Not long after Ian’s first appointment, he finds he can’t stop thinking about Petra and decides to break up with his girlfriend … and her cat. However, since he knows no other way to keep seeing Petra, considering that it’s against medical ethics to date a patient, he continues seeing her professionally. Before long, he’s considering breaking off their doctor-patient relationship, but Petra strikes first by sending a letter stating that she can no longer be his doctor since he has feelings for her that she cannot return. That would appear to end that except, Ian and Petra keep running into each other and Petra begins to question her own professional ethics — let alone the worries she has about her business — and starts to wonder if she should’ve ever become a doctor. In addition, unlike Ian’s certainty regarding them as a couple, she’s unsure about her romantic choices, seeing herself as a projection of her mother whose been married a number of times. How will these two hard-working professionals make room in their lives for a romance that is off limits?

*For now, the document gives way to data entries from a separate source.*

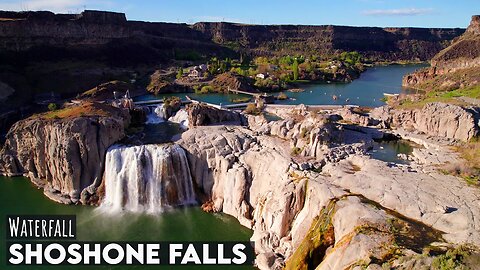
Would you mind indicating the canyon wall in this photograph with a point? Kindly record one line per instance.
(457, 66)
(389, 44)
(434, 119)
(90, 30)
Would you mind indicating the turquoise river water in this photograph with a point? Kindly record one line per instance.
(367, 90)
(19, 196)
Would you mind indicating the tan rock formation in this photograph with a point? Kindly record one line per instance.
(434, 119)
(66, 155)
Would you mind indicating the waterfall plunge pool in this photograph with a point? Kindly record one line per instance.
(18, 196)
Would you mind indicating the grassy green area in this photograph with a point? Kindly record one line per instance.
(87, 109)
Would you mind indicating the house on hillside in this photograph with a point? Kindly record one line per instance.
(261, 76)
(196, 72)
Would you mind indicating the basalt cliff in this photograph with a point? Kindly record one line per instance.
(457, 66)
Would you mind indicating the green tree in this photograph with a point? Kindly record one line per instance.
(52, 107)
(180, 73)
(295, 69)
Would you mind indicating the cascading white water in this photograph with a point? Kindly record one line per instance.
(156, 116)
(147, 178)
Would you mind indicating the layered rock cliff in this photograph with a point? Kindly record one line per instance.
(434, 119)
(376, 43)
(457, 66)
(65, 152)
(93, 33)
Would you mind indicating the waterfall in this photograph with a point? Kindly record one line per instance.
(155, 116)
(147, 178)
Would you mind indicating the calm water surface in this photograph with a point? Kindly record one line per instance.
(19, 196)
(364, 91)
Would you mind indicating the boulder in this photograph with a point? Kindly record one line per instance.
(64, 153)
(434, 119)
(200, 114)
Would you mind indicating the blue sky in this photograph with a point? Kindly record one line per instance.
(419, 13)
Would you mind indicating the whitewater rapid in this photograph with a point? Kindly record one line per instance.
(147, 178)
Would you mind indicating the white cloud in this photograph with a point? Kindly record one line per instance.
(398, 12)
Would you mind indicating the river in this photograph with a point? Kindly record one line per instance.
(19, 196)
(367, 90)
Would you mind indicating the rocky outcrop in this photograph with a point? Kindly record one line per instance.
(375, 43)
(354, 212)
(161, 82)
(200, 114)
(454, 67)
(66, 154)
(230, 80)
(105, 91)
(434, 119)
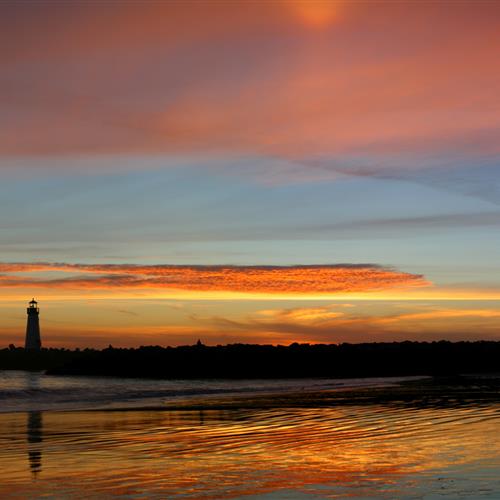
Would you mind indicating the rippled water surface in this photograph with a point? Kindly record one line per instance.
(391, 450)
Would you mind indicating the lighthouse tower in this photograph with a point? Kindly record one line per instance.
(33, 327)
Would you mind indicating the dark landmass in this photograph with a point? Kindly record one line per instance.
(265, 361)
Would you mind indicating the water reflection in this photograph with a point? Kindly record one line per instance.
(35, 438)
(373, 450)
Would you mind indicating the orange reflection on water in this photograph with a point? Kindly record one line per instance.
(226, 454)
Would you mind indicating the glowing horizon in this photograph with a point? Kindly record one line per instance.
(203, 162)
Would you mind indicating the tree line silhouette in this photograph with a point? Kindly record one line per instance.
(264, 361)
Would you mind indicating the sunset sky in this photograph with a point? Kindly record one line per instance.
(249, 171)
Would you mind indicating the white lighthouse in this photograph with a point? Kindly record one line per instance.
(33, 340)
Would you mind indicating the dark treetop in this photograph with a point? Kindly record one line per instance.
(265, 361)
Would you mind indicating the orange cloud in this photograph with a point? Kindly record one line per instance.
(313, 279)
(327, 324)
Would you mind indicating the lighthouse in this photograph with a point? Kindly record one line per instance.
(33, 327)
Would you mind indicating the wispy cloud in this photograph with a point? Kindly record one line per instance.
(249, 279)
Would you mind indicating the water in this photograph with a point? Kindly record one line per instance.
(212, 443)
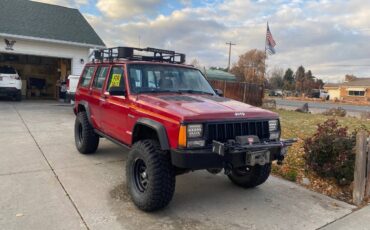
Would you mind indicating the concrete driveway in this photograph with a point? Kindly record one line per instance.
(46, 184)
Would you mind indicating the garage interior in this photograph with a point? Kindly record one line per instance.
(41, 76)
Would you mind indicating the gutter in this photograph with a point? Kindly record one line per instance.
(52, 40)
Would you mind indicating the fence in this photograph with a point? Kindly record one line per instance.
(242, 91)
(361, 184)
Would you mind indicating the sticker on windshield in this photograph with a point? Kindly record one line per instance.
(116, 80)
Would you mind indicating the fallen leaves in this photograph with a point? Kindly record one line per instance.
(301, 126)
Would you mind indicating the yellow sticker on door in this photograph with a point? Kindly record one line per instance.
(116, 80)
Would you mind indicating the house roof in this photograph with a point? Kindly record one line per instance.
(364, 82)
(214, 74)
(332, 85)
(36, 20)
(358, 82)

I was expecting to like this book a bit more than I did. On the upside, I love that Petra’s and Ian’s professions are such a part of the story. They are not wallpaper professionals, but are shown doing their jobs, worrying about them, and having them spill over into their personal lives as happens outside of novels. if you like competence porn, this is for you. Even though Petra is struggling in her business, she’s still extremely competent and Ian is, of course, a success, although his problem is not letting his business over shadow his personal life. In any event, this book does a great job of making Petra and Ian well-rounded people. There are a number of side characters who are more or less successful. Petra’s friends, her mother, and sister are there more as a foil for comparison in terms of Petra’s insecurities and anxieties. Ian’s friends are barely there — except at the very end. There is one character — a young patient of Petra’s — who was the most enjoyable and became important to both characters.

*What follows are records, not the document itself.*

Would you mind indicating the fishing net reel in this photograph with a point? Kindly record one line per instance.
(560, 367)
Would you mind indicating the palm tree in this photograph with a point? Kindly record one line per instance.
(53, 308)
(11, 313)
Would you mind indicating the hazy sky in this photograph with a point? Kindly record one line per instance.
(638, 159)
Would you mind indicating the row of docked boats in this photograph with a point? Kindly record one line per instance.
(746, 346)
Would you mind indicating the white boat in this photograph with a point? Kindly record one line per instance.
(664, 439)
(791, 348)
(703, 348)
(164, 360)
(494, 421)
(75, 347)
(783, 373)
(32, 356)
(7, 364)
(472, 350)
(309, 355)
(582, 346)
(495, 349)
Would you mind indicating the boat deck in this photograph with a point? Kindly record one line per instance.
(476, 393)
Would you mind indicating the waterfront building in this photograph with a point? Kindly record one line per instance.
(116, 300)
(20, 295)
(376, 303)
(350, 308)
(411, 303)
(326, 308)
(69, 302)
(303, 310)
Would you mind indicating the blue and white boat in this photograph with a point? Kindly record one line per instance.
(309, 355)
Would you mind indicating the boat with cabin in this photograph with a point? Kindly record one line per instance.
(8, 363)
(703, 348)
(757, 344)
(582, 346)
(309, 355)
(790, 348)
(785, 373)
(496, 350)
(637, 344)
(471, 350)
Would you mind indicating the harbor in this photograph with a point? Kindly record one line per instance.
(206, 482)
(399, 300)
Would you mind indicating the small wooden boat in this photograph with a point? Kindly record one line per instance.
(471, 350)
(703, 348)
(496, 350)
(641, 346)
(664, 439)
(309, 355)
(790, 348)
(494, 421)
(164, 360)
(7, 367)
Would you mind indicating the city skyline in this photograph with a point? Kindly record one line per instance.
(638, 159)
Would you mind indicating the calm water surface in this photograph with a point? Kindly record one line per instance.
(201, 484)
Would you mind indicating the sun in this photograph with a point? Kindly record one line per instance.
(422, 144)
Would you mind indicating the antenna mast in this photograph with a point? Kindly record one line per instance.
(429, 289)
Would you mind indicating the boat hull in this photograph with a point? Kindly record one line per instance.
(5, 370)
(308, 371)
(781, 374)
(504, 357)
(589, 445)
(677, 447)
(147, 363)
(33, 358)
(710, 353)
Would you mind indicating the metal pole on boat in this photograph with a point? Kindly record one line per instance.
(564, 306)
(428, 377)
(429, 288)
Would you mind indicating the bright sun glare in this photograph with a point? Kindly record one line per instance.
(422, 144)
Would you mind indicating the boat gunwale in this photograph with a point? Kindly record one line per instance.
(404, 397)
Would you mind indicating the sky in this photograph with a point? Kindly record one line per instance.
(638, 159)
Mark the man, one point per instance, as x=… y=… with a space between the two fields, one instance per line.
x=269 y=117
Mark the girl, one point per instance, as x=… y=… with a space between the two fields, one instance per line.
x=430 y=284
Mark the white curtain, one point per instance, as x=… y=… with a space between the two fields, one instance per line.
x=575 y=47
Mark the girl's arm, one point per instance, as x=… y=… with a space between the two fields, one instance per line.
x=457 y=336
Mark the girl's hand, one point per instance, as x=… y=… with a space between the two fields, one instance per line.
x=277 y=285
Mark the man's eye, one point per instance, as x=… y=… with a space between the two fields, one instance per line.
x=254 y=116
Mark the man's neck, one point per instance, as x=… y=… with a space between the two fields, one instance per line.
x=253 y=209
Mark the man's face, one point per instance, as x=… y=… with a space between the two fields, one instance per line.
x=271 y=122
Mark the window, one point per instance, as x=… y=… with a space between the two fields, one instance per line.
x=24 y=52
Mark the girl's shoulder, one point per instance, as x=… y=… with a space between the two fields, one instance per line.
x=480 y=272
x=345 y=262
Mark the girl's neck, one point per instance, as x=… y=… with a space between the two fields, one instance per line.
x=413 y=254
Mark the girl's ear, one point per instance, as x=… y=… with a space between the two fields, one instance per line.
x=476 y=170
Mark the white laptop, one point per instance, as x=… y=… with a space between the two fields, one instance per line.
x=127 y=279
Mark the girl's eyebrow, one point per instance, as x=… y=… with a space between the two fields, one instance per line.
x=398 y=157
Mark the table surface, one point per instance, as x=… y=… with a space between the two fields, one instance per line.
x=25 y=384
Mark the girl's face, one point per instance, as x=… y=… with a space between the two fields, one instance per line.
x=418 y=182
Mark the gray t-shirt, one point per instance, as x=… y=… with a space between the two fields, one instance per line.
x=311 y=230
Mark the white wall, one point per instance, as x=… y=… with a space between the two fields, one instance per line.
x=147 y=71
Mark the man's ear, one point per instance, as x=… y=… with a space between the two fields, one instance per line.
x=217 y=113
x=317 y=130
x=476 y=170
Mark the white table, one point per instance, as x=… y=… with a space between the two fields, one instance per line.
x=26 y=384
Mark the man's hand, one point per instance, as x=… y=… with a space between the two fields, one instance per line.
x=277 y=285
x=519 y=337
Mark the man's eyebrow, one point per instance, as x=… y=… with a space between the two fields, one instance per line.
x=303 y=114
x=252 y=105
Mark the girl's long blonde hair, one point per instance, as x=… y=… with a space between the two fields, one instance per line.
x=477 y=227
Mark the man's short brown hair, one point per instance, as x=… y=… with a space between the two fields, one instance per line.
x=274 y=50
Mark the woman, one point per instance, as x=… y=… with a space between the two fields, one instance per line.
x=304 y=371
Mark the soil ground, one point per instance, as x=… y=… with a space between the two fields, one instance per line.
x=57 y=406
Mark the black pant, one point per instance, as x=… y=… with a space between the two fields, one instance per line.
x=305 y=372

What didn’t work for me is that the plot seemed to stall in the middle — with both characters, but mostly Petra — spending most of the middle of the story going back and forth over their feelings, never seeming to progress. I began to lose patience with her and was surprised Ian hung in that long. Her neuroses were examined and re-examined in minute detail. It was only in the last 20 or so pages that things began happening to move the plot forward and one of those things was also a negative to my mind — Ian’s ex-girlfriend suddenly makes a re-appearance and becomes a big obstacle in Ian and Petra’s relationship despite not being a factor at all for most of the story. And, of course, she was the usual nasty “other woman”. Even though I was happy that events were happening that finally forced some action, you had to muck through a lot of annoying naval gazing to get there. I would give this book a B-.